Una parte della giurisprudenza ci mette del suo: rende superflua la legalizzazione, perché la sancisce già in concreto: quando nelle ordinanze e nelle sentenze l’«uso personale» viene sommato fra più soggetti, perfino lo spaccio di centinaia di dosi attenua la sua gravità, e il “consumo di gruppo” diventa l’aberrante qualifica di tale sommatoria. La droga è tanta – questa è la logica –, ma poiché sarà parcellizzata fra più individui, fa meno male e merita la diminuente dell’«uso personale». È stato per questo che uno dei due presunti responsabili della morte di Emanuele Morganti, ad Alatri, arrestato il giorno precedente l’omicidio perché trovato in possesso di centinaia di dosi di droga, è stato rimesso in libertà dopo poche ore perché il giudice aveva ritenuto lo stupefacente finalizzato al «consumo di gruppo».

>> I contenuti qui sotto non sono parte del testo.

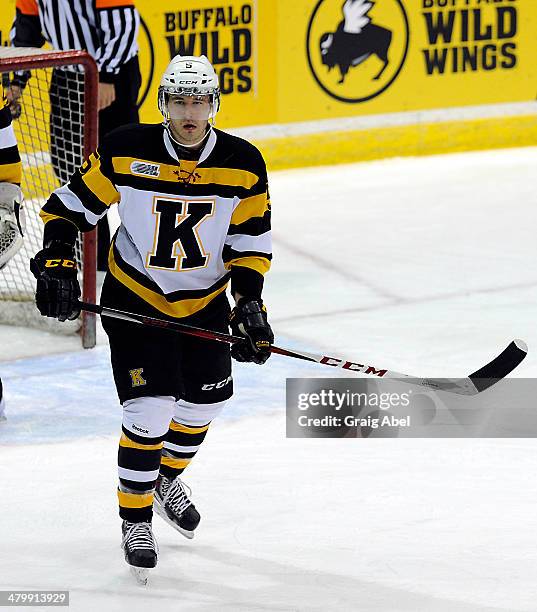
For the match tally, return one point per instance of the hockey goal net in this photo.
(55, 122)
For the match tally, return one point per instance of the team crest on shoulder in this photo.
(185, 176)
(145, 169)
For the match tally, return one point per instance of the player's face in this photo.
(189, 116)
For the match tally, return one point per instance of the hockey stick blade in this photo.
(501, 366)
(480, 380)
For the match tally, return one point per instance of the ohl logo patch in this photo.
(357, 48)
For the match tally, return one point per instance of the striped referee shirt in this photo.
(106, 29)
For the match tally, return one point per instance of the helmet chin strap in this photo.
(182, 144)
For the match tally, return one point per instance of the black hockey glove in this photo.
(57, 284)
(249, 319)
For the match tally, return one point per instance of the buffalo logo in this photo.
(366, 40)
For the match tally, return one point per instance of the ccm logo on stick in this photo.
(350, 365)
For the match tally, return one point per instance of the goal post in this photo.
(55, 122)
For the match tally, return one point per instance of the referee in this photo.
(108, 30)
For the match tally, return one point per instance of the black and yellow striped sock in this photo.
(138, 468)
(181, 444)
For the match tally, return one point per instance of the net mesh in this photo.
(49, 133)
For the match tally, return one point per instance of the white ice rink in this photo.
(426, 266)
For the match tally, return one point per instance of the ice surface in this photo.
(425, 266)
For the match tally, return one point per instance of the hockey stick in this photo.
(480, 380)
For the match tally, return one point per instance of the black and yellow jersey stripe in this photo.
(188, 228)
(10, 161)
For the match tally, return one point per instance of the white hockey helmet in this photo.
(189, 75)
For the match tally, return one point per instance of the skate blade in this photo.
(141, 574)
(162, 513)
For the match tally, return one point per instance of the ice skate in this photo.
(140, 548)
(172, 503)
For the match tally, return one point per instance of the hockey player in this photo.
(195, 216)
(11, 218)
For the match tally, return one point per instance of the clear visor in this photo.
(197, 108)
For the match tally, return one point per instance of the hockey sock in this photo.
(182, 442)
(138, 468)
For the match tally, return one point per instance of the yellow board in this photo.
(308, 60)
(408, 55)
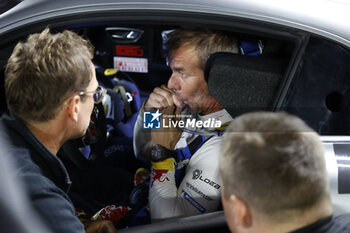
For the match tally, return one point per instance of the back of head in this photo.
(43, 71)
(275, 163)
(205, 41)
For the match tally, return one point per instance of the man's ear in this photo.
(241, 211)
(73, 108)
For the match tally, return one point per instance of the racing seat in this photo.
(244, 83)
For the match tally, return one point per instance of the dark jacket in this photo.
(44, 175)
(339, 224)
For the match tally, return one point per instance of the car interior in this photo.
(286, 71)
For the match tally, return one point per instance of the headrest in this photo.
(244, 83)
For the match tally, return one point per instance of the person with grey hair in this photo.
(51, 89)
(274, 177)
(184, 177)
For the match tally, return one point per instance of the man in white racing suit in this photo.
(197, 190)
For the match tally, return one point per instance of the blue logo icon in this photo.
(151, 120)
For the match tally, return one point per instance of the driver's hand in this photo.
(99, 226)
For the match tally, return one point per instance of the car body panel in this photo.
(323, 17)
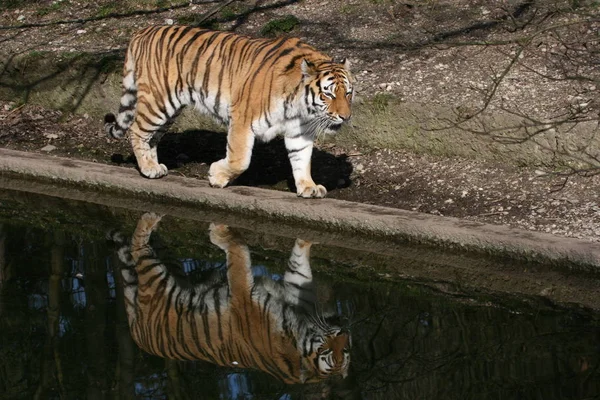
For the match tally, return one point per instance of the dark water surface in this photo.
(65, 331)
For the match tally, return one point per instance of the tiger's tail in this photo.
(116, 126)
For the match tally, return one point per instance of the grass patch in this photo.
(54, 6)
(381, 102)
(8, 4)
(197, 20)
(280, 25)
(106, 10)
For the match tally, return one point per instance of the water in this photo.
(66, 308)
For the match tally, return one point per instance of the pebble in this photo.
(48, 148)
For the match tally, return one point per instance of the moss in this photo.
(280, 25)
(106, 10)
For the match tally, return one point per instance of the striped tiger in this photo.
(259, 88)
(242, 321)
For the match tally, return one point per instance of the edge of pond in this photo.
(326, 214)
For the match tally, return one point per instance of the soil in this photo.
(388, 43)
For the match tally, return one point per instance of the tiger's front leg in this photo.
(299, 150)
(240, 141)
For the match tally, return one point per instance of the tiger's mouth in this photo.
(334, 127)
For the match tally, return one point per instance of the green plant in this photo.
(106, 10)
(381, 101)
(280, 25)
(55, 6)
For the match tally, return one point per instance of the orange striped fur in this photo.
(260, 88)
(242, 321)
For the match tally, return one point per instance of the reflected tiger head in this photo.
(328, 93)
(328, 355)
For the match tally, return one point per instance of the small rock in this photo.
(48, 148)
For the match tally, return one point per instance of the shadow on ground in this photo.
(192, 152)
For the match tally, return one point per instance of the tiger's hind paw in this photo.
(220, 235)
(312, 192)
(150, 220)
(155, 172)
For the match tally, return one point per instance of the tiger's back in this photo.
(237, 322)
(258, 87)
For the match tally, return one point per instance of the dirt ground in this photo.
(480, 190)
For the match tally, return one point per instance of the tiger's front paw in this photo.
(218, 174)
(154, 171)
(312, 192)
(150, 220)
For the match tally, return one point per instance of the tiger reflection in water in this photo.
(243, 320)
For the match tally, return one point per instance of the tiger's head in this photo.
(326, 355)
(328, 94)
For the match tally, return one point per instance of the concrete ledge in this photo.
(327, 214)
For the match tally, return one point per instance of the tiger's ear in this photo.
(308, 68)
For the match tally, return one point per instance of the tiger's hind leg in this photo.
(240, 141)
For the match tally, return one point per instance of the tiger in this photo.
(260, 88)
(241, 321)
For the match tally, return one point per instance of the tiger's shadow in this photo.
(194, 151)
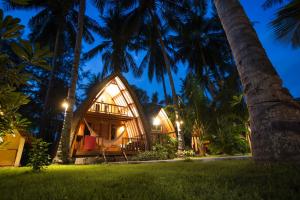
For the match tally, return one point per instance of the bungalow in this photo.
(11, 149)
(110, 121)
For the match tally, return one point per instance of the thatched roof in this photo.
(87, 103)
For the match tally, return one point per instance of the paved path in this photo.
(201, 159)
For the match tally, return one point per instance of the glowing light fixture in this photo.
(65, 104)
(112, 90)
(156, 121)
(121, 129)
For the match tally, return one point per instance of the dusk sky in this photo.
(285, 59)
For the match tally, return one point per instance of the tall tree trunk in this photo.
(165, 89)
(174, 95)
(274, 115)
(45, 115)
(64, 145)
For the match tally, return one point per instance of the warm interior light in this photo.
(156, 121)
(112, 90)
(65, 105)
(121, 129)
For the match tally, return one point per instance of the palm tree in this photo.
(114, 47)
(153, 11)
(63, 149)
(54, 25)
(153, 59)
(274, 116)
(286, 25)
(201, 42)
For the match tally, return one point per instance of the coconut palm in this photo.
(154, 12)
(153, 59)
(286, 25)
(114, 47)
(201, 42)
(274, 116)
(64, 144)
(54, 25)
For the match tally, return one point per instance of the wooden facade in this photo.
(110, 121)
(11, 149)
(162, 126)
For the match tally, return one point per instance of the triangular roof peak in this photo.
(117, 87)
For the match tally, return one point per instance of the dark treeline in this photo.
(167, 35)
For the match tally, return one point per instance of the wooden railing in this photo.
(133, 144)
(100, 107)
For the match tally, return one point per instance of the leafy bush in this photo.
(188, 153)
(38, 155)
(228, 138)
(164, 151)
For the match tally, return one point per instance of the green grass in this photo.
(181, 180)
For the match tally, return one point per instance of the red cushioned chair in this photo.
(89, 143)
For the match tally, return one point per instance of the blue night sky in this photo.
(284, 58)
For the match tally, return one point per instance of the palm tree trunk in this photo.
(164, 88)
(274, 116)
(44, 117)
(174, 95)
(65, 136)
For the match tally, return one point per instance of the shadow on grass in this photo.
(181, 180)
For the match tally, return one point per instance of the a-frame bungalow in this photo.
(110, 121)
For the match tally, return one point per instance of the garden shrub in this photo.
(38, 155)
(188, 153)
(164, 151)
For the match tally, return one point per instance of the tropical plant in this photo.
(114, 47)
(144, 11)
(286, 24)
(38, 157)
(16, 57)
(55, 26)
(153, 60)
(64, 143)
(274, 115)
(201, 44)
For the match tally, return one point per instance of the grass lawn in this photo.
(238, 179)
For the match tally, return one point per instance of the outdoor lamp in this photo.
(65, 105)
(156, 121)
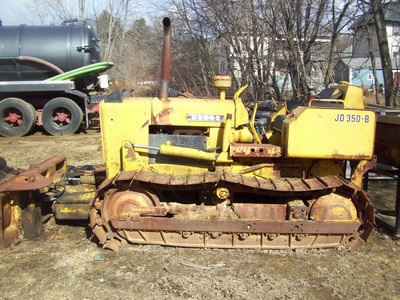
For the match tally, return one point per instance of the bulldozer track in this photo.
(155, 226)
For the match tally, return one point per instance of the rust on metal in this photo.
(18, 210)
(37, 177)
(292, 223)
(255, 150)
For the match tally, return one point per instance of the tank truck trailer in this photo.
(195, 172)
(49, 76)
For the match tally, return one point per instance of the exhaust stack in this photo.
(166, 59)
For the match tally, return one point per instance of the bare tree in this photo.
(377, 7)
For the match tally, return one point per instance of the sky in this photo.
(9, 12)
(12, 12)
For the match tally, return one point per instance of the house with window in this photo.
(356, 66)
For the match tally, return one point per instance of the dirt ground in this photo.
(65, 263)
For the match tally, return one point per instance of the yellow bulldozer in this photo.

È passato il messaggio che ci sono droghe che non producono danni, altrimenti perché le si chiama “leggere”? Logica conseguenza è sanzionarne lo spaccio in modo simbolico. Se peraltro quest’ultimo è realizzato con furbizia, è attività simile a quella del venditore di sigarette di contrabbando di 30 anni fa; una volta permesso solo l’arresto facoltativo in flagranza, quale agente di polizia rischia il rimbrotto del pm di turno per aver condotto lo spacciatore in camera di sicurezza? A questo disastro si aggiunge l’effetto in senso lato culturale della proposta di legalizzare lo spaccio delle droghe “leggere” incardinata in questo momento alla Camera: l’assioma che non procurano danno trova conferma, altrimenti perché le si “legalizza”? Chi affronta un percorso di recupero, se ci si può “fare” e spacciare impunemente?
Non è solo questione di legge cambiata: vi è un grande problema di educazione familiare e di formazione a scuola. Ma chi ha un briciolo di onestà intellettuale, di fronte a quanto accade, non può negare che oggi lo sballo incontra meno ostacoli. Invece di ripensare il decreto legge criminogeno del 2014 e di lanciare una grande campagna di informazione e di prevenzione fra i più giovani, proseguiamo il percorso di morte con una bella legalizzazione?